- אספלט צהוב
- Directed by: Danny Verete
- Written by: Danny Verete
- Produced by: Danny Verete
- Starring: Sami Samir Tatjana Blacher Raida Adon Motti Katz Moshe Ivgi Abed Zuabi Zevik Raz
- Distributed by: Danny Verete Film Productions
- Release date: 2000;
- Running time: 83 minutes
- Country: Israel
- Language: Hebrew

= Yellow Asphalt =

2001 film by Danny Verete

Yellow Asphalt (אספלט צהוב, Asfalt Tzahov) is a 2000 Israeli film depicting Jahalin Bedouins and their way of life, specifically their conflict with Israeli Jews. The film is a pastiche of three short stories depicted sequentially:
- Black spot (Moshe Ivgi, Zevik Raz) – about an Israeli tanker crew which runs over a Bedouin boy
- Here is not there (Tatjana Blacher, Abed Zuabi) – about the doomed love of a German woman and her Bedouin husband
- Red roofs (Raida Adon, Sami Samir, Motti Katz) – about a love affair / physical relationship of an Israeli Jewish farmer and his Bedouin maid

The stories are shot on location in the Judean Desert, and cast members of the Jahalin Bedouin tribe in acting roles. The three shorts are woven together by the presence of the same village elders in all the films, who happen to be actual members of the Jahalin Bedouin. The film was released with Hebrew and Arabic audio tracks. The entire film took seven years to complete. The film tries to portray the clash of civilizations between the Bedouins and Israeli Jews in a non-judgmental manner.

Shot before the Second Intifada, the film steers clear of political themes, focusing instead on social issues.

==Plots==
===Black spot===
An Israeli tanker runs over a Bedouin boy who was crossing the highway with his donkey. The truck driver and his help decide to move the body to the side of the road and flee. The truck's self ignition fails and by the time they repair it Bedouins surround them. The tense, almost wordless stand-off is broken when the truck help, under orders from the truck driver, removes an extra wheel from the truck and gives it to the Bedouins to pass judgment on.

===Here is not there===
A council of village elders meet to discuss the marital problems of a Bedouin man and his German wife. The wife, who wants to leave with her two children back to Germany, is instructed to return to her tent and her family. She decides to escape in the middle of the night with her two children. She runs most of the night, carrying her younger child and leading her older one, before falling asleep exhausted. Her husband had pursued her across the desert wadis in a 4WD and finds her. She flags down an Israeli truck whose driver hides her, but her crying children reveal her presence to her husband. She takes flight with the children, but is ultimately caught by her husband and stoned.

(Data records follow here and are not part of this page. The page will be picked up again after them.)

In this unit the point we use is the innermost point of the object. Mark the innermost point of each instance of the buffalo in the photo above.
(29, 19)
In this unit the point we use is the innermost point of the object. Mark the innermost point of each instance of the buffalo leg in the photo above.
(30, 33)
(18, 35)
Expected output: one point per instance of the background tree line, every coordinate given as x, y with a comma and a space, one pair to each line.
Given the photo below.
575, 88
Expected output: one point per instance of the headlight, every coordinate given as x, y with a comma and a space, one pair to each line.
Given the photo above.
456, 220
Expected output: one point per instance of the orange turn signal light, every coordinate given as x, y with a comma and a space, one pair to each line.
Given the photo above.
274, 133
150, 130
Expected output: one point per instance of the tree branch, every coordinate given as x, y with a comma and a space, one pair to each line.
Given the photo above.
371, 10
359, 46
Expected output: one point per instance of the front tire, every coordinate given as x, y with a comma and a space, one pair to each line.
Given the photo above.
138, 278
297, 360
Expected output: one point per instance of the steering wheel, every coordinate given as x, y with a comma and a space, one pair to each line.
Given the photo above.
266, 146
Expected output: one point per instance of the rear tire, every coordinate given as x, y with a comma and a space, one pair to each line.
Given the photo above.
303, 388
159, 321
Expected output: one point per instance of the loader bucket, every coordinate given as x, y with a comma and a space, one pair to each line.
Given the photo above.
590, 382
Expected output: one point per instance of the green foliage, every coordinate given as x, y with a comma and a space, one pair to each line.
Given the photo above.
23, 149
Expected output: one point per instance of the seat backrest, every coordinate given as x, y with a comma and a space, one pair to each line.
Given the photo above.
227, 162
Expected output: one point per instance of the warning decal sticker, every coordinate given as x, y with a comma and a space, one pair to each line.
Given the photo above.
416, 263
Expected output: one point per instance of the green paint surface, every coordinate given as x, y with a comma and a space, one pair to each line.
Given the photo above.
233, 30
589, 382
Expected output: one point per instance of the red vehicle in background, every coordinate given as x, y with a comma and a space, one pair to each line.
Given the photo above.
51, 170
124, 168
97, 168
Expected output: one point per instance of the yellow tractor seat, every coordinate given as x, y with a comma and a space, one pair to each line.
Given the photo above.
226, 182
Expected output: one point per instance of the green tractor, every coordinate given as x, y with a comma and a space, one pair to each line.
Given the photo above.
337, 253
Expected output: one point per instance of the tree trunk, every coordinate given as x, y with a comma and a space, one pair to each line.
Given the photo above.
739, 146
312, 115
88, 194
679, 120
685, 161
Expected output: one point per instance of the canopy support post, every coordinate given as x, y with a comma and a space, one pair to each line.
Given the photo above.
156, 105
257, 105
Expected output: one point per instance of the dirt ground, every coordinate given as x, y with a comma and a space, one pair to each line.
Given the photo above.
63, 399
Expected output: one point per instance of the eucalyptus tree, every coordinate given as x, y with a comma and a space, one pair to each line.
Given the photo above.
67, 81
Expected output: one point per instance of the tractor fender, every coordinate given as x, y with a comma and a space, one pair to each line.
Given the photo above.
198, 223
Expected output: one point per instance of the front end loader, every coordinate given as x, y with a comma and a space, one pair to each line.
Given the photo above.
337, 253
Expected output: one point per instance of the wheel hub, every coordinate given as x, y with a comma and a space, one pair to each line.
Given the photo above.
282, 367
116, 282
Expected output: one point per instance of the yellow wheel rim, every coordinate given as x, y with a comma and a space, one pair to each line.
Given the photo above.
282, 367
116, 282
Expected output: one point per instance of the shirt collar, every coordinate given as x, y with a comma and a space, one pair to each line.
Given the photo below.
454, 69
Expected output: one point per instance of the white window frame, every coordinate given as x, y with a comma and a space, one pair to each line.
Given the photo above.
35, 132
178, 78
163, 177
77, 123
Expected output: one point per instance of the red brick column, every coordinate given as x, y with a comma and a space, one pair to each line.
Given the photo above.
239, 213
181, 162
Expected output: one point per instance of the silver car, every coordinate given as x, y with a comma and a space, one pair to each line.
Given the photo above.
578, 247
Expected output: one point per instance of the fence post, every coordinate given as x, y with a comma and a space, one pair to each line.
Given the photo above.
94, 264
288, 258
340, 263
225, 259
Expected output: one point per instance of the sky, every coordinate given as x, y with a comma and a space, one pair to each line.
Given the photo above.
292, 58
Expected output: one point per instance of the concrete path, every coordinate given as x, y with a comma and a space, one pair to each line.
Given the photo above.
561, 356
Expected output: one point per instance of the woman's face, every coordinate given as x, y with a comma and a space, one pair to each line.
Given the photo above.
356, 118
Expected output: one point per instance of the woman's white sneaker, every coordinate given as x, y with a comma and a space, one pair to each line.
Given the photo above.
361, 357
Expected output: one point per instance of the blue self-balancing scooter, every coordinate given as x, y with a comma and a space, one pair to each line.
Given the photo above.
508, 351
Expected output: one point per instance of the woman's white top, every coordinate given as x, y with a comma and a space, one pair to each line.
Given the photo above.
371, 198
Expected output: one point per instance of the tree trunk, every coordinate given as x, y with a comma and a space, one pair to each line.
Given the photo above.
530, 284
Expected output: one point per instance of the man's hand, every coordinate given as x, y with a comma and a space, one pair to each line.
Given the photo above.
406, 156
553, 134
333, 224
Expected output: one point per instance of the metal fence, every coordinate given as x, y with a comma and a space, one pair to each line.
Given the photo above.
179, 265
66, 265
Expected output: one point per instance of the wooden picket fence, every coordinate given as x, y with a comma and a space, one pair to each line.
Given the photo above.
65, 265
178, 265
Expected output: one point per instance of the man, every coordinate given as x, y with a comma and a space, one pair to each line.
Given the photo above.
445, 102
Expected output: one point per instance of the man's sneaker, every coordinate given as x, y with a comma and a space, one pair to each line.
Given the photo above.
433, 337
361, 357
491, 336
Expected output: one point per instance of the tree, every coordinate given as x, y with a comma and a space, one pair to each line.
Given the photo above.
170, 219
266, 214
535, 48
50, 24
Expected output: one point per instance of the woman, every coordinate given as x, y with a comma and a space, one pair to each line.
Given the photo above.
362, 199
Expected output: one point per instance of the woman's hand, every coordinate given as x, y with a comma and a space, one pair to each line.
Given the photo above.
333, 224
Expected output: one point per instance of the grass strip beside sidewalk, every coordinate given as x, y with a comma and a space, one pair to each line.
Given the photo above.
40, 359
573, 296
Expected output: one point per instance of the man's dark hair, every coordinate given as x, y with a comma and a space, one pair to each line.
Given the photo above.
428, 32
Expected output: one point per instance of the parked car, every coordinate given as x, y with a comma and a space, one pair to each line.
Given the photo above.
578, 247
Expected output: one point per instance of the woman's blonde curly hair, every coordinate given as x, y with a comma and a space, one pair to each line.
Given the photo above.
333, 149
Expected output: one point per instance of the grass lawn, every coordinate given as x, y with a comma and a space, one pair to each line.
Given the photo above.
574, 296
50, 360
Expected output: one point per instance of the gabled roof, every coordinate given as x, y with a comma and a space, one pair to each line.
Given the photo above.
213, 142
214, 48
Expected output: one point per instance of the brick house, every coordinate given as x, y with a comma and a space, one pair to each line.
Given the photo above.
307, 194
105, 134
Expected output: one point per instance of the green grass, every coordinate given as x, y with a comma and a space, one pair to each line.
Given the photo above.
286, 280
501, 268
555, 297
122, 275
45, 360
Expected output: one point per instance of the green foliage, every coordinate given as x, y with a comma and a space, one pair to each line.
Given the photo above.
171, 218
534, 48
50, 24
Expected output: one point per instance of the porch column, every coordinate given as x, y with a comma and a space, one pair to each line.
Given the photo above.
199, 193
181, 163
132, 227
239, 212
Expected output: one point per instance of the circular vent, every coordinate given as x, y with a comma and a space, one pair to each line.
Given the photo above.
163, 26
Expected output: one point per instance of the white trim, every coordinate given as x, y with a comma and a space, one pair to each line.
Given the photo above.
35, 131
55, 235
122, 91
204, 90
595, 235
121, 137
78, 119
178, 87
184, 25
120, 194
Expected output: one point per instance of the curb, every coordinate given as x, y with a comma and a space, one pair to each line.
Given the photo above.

This entire episode turns out to be the cautionary daydream of the German wife in question, who ultimately decides to leave in the middle of the night with her two children anyway.

===Red roofs===
A Palestinian housekeeper, wife of a Bedouin leader, has an extramarital affair with an Israeli Jewish farmer who has a wife and children of his own. Bedouin children see them making love in the desert and inform her husband, who beats her up. She decides to seek shelter at the farmer's place, because he had promised to protect her. However, the farmer decides to avoid trouble with the Bedouin tribe and asks his Bedouin farmhand to kill the woman and dispose of the body and gun. The farmhand is unable to kill her and takes her to an unspecified Israeli city, lets her go and tells her not to come back. When she returns anyway, the farmer shoots her dead. The farmhand disposes of the body and gun inefficiently, leading to the discovery of both. A blood feud is thus inadvertently started between the family of the housekeeper and that of the farmyard help. The farmhand ultimately undergoes the primeval "fire test" to prove his innocence and tells the Bedouin elders about the guilt of the Israeli farmer. The farmhand is excommunicated from his clan, but given a chance to redeem himself by killing the farmer. He fails to do so, and the Israeli farmer is shown being pursued by the housekeeper's brother. The final scene shows the farmhand, an outcast from his society, hitching a ride into the same Israeli city with words he had used to chide the housekeeper about living in two disparate worlds playing in the background.

==See also==
The story Red Roofs was the basis of the 2007 film Before the Rains, which was set in 1930s British India and shot on location in Kerala, India.

==Awards==
- Best film - Haifa International Film Festival, 2000
- Won, Special Jury Prize, Cologne Mediterranean Film Festival, 2001
- Nominated, Best Cinematography, Award of the Israeli Film Academy, 2000
- Nominated, Best Screenplay, Award of the Israeli Film Academy, 2000
- Nominated for 6 Ophir Awards (Israeli Academy of Film and Television).